So let's translate a special VA 0xFFFFF6FB`7DBED000‬ to a physical address (PA): by decomposing its indexes we get:

 *   pml4e_offset     : 0x1ed
 *   pdpe_offset      : 0x1ed
 *   pde_offset       : 0x1ed
 *   pte_offset       : 0x1ed
 *   offset           : 0x000
 Note: the output is from my PageExplorer.js WinDbg script.

The PML4E of the current process can be reached at CR3 + 0x1ed*@$ptrsize: but the content is the base physical address of the PML4 itself again! So the PDPE will itself also translate to the PML4 and so on until we read the PTE+offset which again will return the base address of the PML4 (because offset=0)! So what we get is an easy way to read the content of not just the PML4 itself, but any page directory, and all simply by knowing that 9-bit value (and therefore, calculating the corresponding PXE)! So you can artificially create VA simply by their offset, for instance to read the PageTable instead?

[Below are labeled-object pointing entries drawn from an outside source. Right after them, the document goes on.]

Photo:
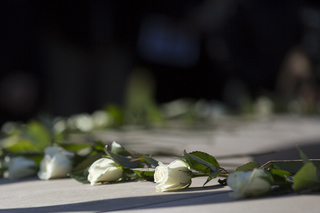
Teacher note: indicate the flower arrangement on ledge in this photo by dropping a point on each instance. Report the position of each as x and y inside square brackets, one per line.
[114, 164]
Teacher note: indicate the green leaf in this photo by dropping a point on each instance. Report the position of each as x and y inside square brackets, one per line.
[145, 173]
[116, 148]
[305, 159]
[74, 147]
[306, 179]
[124, 161]
[248, 167]
[81, 176]
[201, 162]
[213, 174]
[279, 177]
[150, 160]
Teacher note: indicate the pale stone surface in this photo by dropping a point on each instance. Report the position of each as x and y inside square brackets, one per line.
[228, 138]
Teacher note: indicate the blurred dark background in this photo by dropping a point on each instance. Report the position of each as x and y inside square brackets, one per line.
[66, 56]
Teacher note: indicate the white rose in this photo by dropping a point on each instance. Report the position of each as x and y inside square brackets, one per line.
[171, 177]
[55, 164]
[104, 170]
[249, 184]
[21, 167]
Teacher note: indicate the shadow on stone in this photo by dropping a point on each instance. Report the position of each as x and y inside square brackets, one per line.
[312, 150]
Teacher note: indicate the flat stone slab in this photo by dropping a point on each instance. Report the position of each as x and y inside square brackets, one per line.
[280, 134]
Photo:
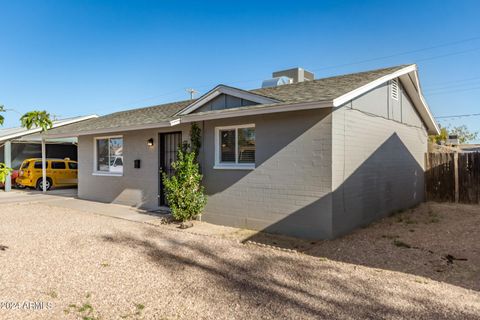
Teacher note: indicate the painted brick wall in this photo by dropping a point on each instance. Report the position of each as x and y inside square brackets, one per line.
[137, 187]
[378, 162]
[289, 190]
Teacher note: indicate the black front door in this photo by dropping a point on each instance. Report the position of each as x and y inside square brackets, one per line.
[169, 145]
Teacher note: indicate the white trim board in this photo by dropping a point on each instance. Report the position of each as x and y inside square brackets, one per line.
[58, 124]
[165, 124]
[229, 165]
[230, 113]
[96, 172]
[222, 89]
[415, 95]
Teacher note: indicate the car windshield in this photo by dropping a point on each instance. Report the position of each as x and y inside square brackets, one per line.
[25, 165]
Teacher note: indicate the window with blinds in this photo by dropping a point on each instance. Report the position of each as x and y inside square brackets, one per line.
[235, 146]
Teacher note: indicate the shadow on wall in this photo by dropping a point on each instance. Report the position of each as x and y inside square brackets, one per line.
[389, 180]
[276, 135]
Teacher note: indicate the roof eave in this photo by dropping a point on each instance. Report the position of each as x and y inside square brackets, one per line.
[241, 112]
[39, 130]
[420, 103]
[164, 124]
[218, 90]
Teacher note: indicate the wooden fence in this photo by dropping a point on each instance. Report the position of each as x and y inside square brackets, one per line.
[453, 177]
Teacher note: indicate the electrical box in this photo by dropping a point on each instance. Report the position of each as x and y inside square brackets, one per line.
[136, 164]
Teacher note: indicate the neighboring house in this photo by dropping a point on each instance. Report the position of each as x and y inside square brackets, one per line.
[18, 144]
[314, 159]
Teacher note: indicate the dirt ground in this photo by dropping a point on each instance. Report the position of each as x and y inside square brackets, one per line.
[59, 263]
[440, 241]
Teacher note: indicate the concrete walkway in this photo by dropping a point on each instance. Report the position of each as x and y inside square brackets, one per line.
[67, 199]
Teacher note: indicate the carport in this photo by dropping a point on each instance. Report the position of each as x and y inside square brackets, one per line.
[20, 143]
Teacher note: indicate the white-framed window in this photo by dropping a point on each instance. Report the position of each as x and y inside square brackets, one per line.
[108, 156]
[235, 147]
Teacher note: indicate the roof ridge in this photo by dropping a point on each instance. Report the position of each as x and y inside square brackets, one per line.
[336, 76]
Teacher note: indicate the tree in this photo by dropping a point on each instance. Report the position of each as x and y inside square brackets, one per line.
[37, 119]
[185, 194]
[443, 136]
[464, 135]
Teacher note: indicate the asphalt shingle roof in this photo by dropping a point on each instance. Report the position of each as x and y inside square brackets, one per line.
[325, 88]
[129, 118]
[317, 90]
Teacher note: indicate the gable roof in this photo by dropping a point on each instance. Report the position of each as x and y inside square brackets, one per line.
[223, 89]
[326, 92]
[325, 88]
[143, 118]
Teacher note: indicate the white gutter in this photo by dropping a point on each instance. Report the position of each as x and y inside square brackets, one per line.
[226, 113]
[164, 124]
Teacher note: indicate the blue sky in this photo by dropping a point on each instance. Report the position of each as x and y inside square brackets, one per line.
[82, 57]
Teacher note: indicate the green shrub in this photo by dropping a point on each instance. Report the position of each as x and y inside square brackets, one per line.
[185, 194]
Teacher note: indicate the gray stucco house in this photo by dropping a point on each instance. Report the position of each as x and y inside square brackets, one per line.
[313, 158]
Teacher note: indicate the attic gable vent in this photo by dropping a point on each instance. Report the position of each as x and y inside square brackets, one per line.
[394, 89]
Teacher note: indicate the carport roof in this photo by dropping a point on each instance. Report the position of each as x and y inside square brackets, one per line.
[24, 133]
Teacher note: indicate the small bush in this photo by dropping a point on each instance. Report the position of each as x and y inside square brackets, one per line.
[185, 194]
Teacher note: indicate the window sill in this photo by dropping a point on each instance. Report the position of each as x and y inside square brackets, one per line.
[234, 167]
[107, 174]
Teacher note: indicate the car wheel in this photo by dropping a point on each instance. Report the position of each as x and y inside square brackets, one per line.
[40, 184]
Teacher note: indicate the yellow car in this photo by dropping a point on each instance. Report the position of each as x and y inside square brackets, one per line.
[60, 173]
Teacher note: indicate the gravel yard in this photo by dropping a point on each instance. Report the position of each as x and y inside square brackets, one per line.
[81, 264]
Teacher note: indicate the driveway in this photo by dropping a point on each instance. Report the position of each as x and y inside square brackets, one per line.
[71, 263]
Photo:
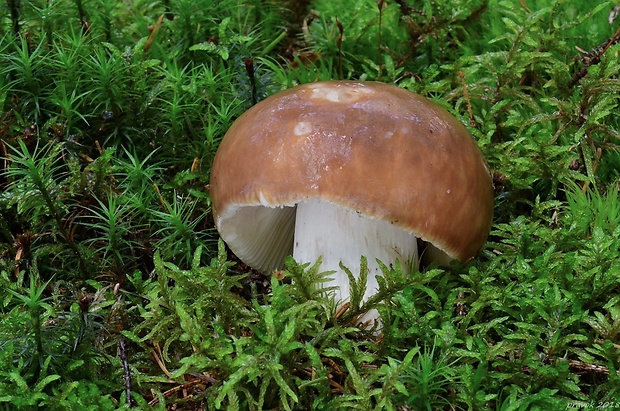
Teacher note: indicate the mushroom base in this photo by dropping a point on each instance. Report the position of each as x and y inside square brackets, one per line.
[338, 234]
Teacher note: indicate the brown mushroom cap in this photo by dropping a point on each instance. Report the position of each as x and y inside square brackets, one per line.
[378, 149]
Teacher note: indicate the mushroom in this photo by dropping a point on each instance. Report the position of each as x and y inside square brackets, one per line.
[344, 169]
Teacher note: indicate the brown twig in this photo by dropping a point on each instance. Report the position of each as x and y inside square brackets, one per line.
[594, 57]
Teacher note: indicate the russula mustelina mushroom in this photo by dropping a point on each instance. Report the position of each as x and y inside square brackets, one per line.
[344, 169]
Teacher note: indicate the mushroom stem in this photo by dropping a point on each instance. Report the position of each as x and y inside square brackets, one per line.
[338, 234]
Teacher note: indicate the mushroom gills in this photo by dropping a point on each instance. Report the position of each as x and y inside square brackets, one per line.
[338, 234]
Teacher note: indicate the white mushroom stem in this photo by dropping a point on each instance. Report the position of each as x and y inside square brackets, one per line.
[338, 234]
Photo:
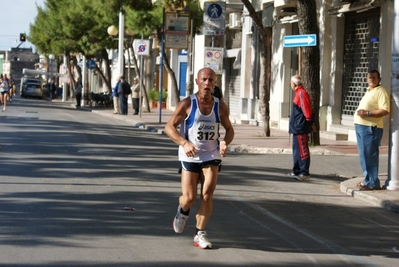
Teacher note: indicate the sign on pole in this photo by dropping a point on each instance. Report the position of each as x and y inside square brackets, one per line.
[214, 18]
[214, 59]
[300, 40]
[91, 64]
[141, 47]
[177, 29]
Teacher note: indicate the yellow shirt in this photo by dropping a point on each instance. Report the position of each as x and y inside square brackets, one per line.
[373, 99]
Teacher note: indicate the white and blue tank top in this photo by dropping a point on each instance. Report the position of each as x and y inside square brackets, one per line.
[202, 131]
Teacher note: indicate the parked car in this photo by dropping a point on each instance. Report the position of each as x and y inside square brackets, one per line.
[32, 89]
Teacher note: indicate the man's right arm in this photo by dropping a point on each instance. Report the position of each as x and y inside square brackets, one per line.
[177, 118]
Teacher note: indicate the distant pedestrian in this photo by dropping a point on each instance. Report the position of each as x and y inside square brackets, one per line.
[217, 92]
[369, 124]
[12, 86]
[4, 87]
[300, 126]
[115, 98]
[78, 93]
[136, 96]
[123, 91]
[51, 89]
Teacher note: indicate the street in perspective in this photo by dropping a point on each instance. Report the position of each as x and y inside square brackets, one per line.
[82, 189]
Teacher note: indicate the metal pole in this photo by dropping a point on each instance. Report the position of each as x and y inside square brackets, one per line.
[121, 37]
[141, 79]
[65, 84]
[84, 78]
[161, 65]
[189, 82]
[393, 177]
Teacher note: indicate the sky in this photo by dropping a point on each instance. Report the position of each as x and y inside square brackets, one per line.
[15, 19]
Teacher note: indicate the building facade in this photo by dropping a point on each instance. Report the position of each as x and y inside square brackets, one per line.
[354, 37]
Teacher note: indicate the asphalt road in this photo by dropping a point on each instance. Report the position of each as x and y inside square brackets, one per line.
[78, 189]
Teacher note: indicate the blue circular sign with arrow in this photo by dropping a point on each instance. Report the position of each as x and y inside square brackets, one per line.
[91, 64]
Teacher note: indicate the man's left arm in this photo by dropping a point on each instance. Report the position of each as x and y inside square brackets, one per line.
[229, 135]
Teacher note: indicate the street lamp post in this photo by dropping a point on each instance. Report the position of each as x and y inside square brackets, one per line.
[113, 31]
[50, 66]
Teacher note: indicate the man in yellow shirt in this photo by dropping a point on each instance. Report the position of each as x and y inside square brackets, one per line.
[369, 124]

 *   pml4e_offset     : 0x1ed
 *   pdpe_offset      : 0x000
 *   pde_offset       : 0x000
 *   pte_offset       : 0x000
 *   offset           : 0x000

And build the address as

0xffff<<48 | $pml4e_offset<<39 | $pdpe_offset<<30 | $pde_offset<<21 | $pte_offset<<12 | $offset
 => 0xffff<<48 | 0x1ed<<39 | 0<<30 | 0<<21 | 0<<12 | 0

And you get the value: 0xFFFFF680`00000000.

That's why older versions of Windows (which did not randomized the Self-Reference entry and had it hardcoded at 0x1ed) offered a great avenue for defeating KASLR even remotely because you knew for sure always where the PageTable was, and there was a way to browse all pages of a process without ever faulting. And even on modern recent Windows 10, it still means with an arbitrary write you can defeat KASLR and SMEP/SMAP together.

To summarize (or if you just jumped to the end of this section), what's awesome about the Self-Reference PML4 Entry is that knowing only 9 bits (for example 0x1ed) we can easily dump physical memory!

What about Windows 10 RS1+?

Up until Windows 10 TH2, the magic index for the Self-Reference PML4 entry was 0x1ed as mentioned above. But what about Windows 10 from 1607? Well Microsoft uped their game, as a constant battle for improving Windows security the index is randomized at boot-time, so 0x1ed is now one of the 512 possible values (i.e. 9-bit index) that the Self-Reference entry index can have. And side effect, it also broke some of their own tools, like the !pte2va WinDbg command.

On Windows 2004 x64, 0xFFFFF680`00000000 points to nothing (at least most of the times 🤓)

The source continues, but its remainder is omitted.